Home

Quick Links

Legal & Sitemap

navigation
Home > Trends & Insights > Should SEC Filings Name the Lead Audit Partner?

Article

 

Saturday, September 5, 2015

Should SEC Filings Name the Lead Audit Partner?


The Public Company Accounting Oversight Board (PCAOB) has unanimously decided to ask for extra comments on a controversial proposal that would require disclosure of the name of the lead audit partner and other participating firms in an audit. PCAOB Release No. 2013-009, Improving the Transparency of Audits: Proposed Amendments to PCAOB Auditing Standards to Provide Disclosure in the Auditor’s Report of Certain Participants in the Audit, pits investors against auditors. Audit clients are caught somewhere in the middle of this ongoing debate.

Naming audit lead partners
Many investors say publicizing lead audit partner names will raise accountability among auditors, make them more careful in their work and provide an incentive to resist pressure from clients to bend accounting standards. Investors also will be able to track an individual partner’s work over time.

However, auditors generally oppose putting the lead partner’s name in the auditor’s report, because partners are accountable to multiple parties, and the disclosure will only raise their liability risks under securities laws. In turn, such increased liability risks could translate into higher audit fees.

If the lead partner’s name has to be disclosed at all, auditors prefer that it appear in the annual forms they submit to the PCAOB or in proxy filings, which are governed by SEC rules.

Debating an alternate form
The PCAOB wants public input on an alternate disclosure of the lead audit partner’s name and the names of other participating firms on a new form. It would be called “Form AP — Auditor Reporting of Certain Audit Participants.”
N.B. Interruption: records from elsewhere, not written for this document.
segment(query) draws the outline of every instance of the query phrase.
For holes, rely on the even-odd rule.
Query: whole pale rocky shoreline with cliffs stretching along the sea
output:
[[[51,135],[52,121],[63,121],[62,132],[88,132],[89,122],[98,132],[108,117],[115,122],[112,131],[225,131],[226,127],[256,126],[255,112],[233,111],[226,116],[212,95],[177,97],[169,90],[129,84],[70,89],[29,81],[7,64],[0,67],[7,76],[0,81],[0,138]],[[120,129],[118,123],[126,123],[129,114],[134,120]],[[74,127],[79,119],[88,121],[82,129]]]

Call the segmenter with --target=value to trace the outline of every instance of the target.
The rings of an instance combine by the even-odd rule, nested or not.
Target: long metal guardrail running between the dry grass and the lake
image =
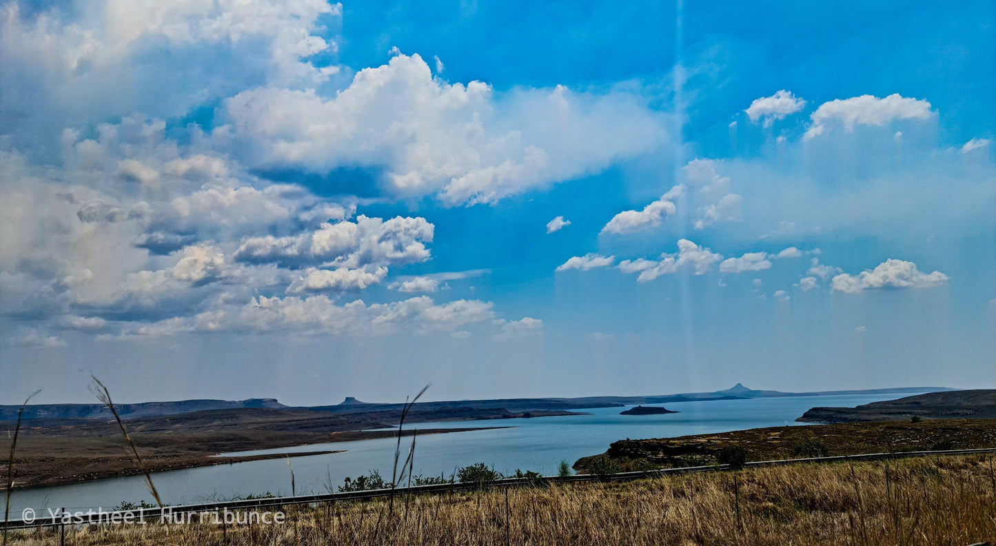
[[[979,453],[996,453],[996,447],[984,447],[979,449],[945,449],[945,450],[931,450],[931,451],[903,451],[903,452],[893,452],[893,453],[862,453],[857,455],[834,455],[826,457],[808,457],[808,458],[794,458],[794,459],[776,459],[776,460],[759,460],[753,462],[747,462],[744,464],[745,468],[754,467],[764,467],[764,466],[784,466],[789,464],[803,464],[812,462],[845,462],[845,461],[855,461],[855,460],[882,460],[882,459],[895,459],[895,458],[907,458],[907,457],[918,457],[918,456],[928,456],[928,455],[971,455]],[[521,487],[525,485],[533,485],[537,483],[552,484],[552,483],[571,483],[571,482],[581,482],[581,481],[629,481],[641,478],[654,478],[662,477],[667,475],[679,475],[688,474],[696,472],[711,472],[717,470],[728,470],[729,465],[726,464],[711,464],[705,466],[684,466],[679,468],[660,468],[655,470],[637,470],[631,472],[619,472],[610,475],[596,475],[596,474],[575,474],[571,476],[542,476],[539,478],[502,478],[495,481],[488,482],[485,487]],[[412,485],[411,487],[397,487],[395,489],[373,489],[367,491],[350,491],[344,493],[322,493],[322,494],[310,494],[310,495],[296,495],[287,497],[270,497],[270,498],[258,498],[249,500],[229,500],[220,502],[210,502],[203,504],[185,504],[176,506],[166,506],[164,508],[145,508],[138,510],[117,510],[117,511],[105,511],[100,513],[95,513],[95,515],[84,518],[83,521],[76,521],[75,519],[70,525],[95,525],[95,524],[106,524],[113,521],[112,518],[117,518],[118,522],[124,521],[126,517],[132,520],[137,520],[142,518],[143,521],[160,521],[164,517],[175,518],[176,516],[191,513],[202,513],[202,512],[217,512],[217,511],[236,511],[236,510],[247,510],[251,508],[273,508],[281,506],[294,506],[294,505],[307,505],[307,504],[318,504],[326,502],[339,502],[348,500],[364,500],[386,497],[390,495],[401,496],[407,494],[428,494],[428,493],[445,493],[450,491],[465,491],[481,488],[480,484],[477,483],[442,483],[433,485]],[[57,512],[58,513],[58,512]],[[86,513],[85,513],[86,514]],[[6,527],[8,529],[33,529],[39,527],[58,527],[62,525],[62,521],[57,519],[53,521],[52,517],[48,516],[48,513],[39,514],[36,520],[27,522],[20,519],[11,519],[10,521],[0,522],[0,528]]]

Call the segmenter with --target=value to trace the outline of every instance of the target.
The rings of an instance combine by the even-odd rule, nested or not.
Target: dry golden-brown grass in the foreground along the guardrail
[[[386,501],[292,508],[284,525],[224,532],[91,526],[68,530],[66,544],[964,546],[996,543],[992,464],[989,455],[921,457],[491,489],[399,497],[390,515]],[[52,531],[12,538],[58,544]]]

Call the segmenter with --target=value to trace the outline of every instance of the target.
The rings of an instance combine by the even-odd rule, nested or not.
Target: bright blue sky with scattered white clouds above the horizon
[[[0,404],[996,388],[996,6],[0,3]]]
“A cornerstone of our effort to provide investors [with] more information about the audit and the auditors who conduct them is our consideration of disclosure to investors of the identity of the engagement partner and other firms that conduct an audit,” said PCAOB Chairman James Doty. “Knowing the identity of the engagement partner plays a key role in investor confidence and capital formation in those jurisdictions where it is provided to investors. Form AP is a middle ground approach that would provide investors this disclosure in a manner that responds to auditors’ concerns about risk.”

If the lead partner has to consent to her or his name appearing in an audit report, it could delay submission of some regulatory filings while the company obtains the consent. In addition, the PCAOB has proposed that companies be required to complete Form AP within 30 days of filing the auditor’s report. A shorter deadline of 10 days would apply to initial public offerings. The board believes disclosure in a new form would address audit firms’ concerns about liability and the delay between filing the audit report and filing Form AP.

But a new form means that an investor must go to another place outside the audit report to locate the lead partner’s name. This extra step could become burdensome because users would be forced to look elsewhere to obtain all the pertinent information about the audit. Although PCAOB annual forms are available to the public in a searchable database on the PCAOB’s website, they rarely get as much scrutiny as company SEC filings.

Considering proposals in tandem
Comments to the PCAOB’s proposed alternate disclosure format are due August 31. In the meantime, the SEC is planning to issue a concept release to get comments on potential enhancements to the audit committee reports. It’s expected to include the name of the engagement partner.

“Because the issues to be explored by the SEC may overlap … I urge commenters to consider our projects together, and to provide us with feedback on how we should best balance the disclosures to be provided by auditors and those to be provided by audit committees,” said PCAOB member Jay Hanson.